In contrast, primary hyperparathyroidism, the most common parathyroid disorder, leads to an increase in blood calcium levels of these patients. If left untreated, it can cause osteoporosis, kidney stones, fatigue and other symptoms. Failure to remove these hyper-functioning parathyroid glands can result in expensive repeat surgeries and associated adverse effects.
Until now, surgeons had to rely on their visual assessment and surgical experience to locate parathyroid glands. The novel optical detection method allows surgeons to confirm identity of parathyroid tissue in real-time that they previously could not.

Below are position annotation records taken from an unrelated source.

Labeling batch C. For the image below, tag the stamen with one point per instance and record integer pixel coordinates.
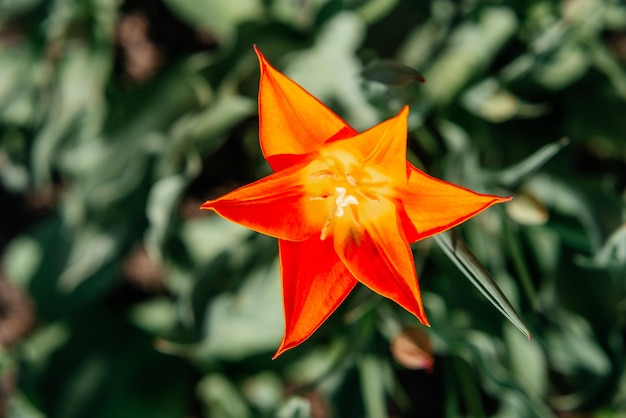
(342, 201)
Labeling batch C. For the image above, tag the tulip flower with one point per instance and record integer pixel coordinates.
(344, 205)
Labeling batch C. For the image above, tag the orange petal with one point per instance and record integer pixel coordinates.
(275, 205)
(291, 120)
(434, 205)
(379, 256)
(315, 282)
(384, 146)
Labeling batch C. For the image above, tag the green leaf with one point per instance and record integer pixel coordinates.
(372, 379)
(391, 73)
(457, 251)
(516, 174)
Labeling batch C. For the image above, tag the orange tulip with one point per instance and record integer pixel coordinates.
(344, 205)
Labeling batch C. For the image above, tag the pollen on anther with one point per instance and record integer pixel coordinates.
(342, 201)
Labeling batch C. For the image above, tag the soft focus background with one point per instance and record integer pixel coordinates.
(120, 298)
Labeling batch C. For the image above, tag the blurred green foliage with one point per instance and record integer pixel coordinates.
(118, 298)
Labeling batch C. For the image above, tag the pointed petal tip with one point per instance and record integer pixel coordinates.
(284, 347)
(208, 205)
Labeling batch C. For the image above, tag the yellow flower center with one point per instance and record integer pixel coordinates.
(346, 190)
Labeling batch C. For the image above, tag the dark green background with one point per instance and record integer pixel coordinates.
(120, 298)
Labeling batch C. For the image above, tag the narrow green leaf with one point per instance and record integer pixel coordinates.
(391, 73)
(517, 173)
(454, 247)
(372, 386)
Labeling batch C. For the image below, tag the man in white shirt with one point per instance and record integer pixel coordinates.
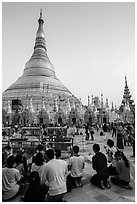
(10, 177)
(76, 164)
(54, 172)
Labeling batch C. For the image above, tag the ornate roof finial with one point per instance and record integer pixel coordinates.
(40, 13)
(125, 81)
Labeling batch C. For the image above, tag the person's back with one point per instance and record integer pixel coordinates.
(10, 177)
(35, 191)
(99, 162)
(54, 171)
(39, 162)
(77, 164)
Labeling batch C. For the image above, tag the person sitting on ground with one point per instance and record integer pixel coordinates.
(10, 178)
(35, 192)
(110, 151)
(76, 164)
(38, 164)
(57, 153)
(38, 149)
(19, 164)
(123, 169)
(99, 164)
(54, 172)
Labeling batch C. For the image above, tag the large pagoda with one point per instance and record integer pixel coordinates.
(38, 79)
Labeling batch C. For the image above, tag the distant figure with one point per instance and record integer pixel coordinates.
(7, 152)
(114, 130)
(119, 143)
(91, 129)
(54, 173)
(110, 151)
(87, 132)
(76, 165)
(123, 169)
(10, 178)
(99, 164)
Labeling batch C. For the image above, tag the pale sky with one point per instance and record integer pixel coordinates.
(91, 45)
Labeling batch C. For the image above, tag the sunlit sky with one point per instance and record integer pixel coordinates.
(91, 45)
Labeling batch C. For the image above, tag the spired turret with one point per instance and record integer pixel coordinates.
(38, 77)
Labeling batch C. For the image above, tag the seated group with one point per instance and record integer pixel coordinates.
(50, 177)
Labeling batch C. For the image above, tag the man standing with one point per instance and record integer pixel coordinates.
(76, 165)
(99, 163)
(54, 172)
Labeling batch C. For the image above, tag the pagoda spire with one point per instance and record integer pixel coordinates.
(88, 101)
(126, 96)
(112, 108)
(9, 110)
(102, 103)
(31, 106)
(43, 108)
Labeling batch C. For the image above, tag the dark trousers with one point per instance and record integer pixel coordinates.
(117, 181)
(92, 137)
(71, 182)
(97, 178)
(112, 170)
(56, 198)
(114, 133)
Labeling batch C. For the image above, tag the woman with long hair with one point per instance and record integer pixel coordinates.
(123, 170)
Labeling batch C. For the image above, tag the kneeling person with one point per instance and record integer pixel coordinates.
(99, 163)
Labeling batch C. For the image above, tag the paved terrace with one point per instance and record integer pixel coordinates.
(90, 193)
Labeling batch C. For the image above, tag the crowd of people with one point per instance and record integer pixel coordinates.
(48, 177)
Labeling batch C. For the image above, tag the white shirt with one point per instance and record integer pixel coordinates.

“When we discovered this strong auto-fluorescent signal in the parathyroid, we thought it was stray light,” said Mahdevan-Jensen, Orrin H. Ingram Professor of Engineering. “But the consistency of the signal proved that it was real!”
The first report of the discovery of parathyroid near infrared autofluorescence was reported at the 2008 Annual Meeting for American Association of Endocrine Surgeons. The performance of this technique to consistently detect the parathyroid gland with near 100 percent accuracy in a 21-patient study was subsequently published in the June 2011 issue of the Journal of Biomedical Optics.
The FDA in early November cleared the way for PTeye to assist with – not replace – visual assessment in identifying parathyroid tissue during surgery. The agency reviewed the device under its de novo pathway, which applies to novel technology that poses low-to-moderate risk. The PTeye System from AiBiomed, which holds the license from Vanderbilt to produce and market the device, is non-invasive and can function with ambient operation room lights, allowing easy integration into the existing surgical workflow.
From submission to the FDA to approval took less than two years.
“For some patients with parathyroid disease, treatment may mean a surgical procedure,” Dr. Binita Ashar, director of the Division of Surgical Devices in the FDA’s Center for Devices and Radiological Health, said in a statement. “Real-time identification of parathyroid tissue during surgery can provide surgeons with valuable information to help preserve healthy tissue or to remove diseased tissue.”
In considering AiBiomed’s application, the FDA reviewed data from a single-blinded multi-centric study of 81 patients at VUMC and OSUMC whose surgeons tested the device. Results from prior testing with PTeye at VUMC have been published in the Thyroid journal and the Surgery journal and showed that the PTeye could correctly identify the presence of parathyroid tissue with about 96 percent accuracy.
The FDA approval of this technology will transform how thyroid and parathyroid surgeries are performed in the United States, potentially reducing healthcare costs and improving patient outcomes.
The Vanderbilt Center for Technology Transfer and Commercialization worked with Ai Biomed, a spinoff of Anasys Instruments Corp., and Mahadevan-Jansen in the intellectual property and regulatory processes.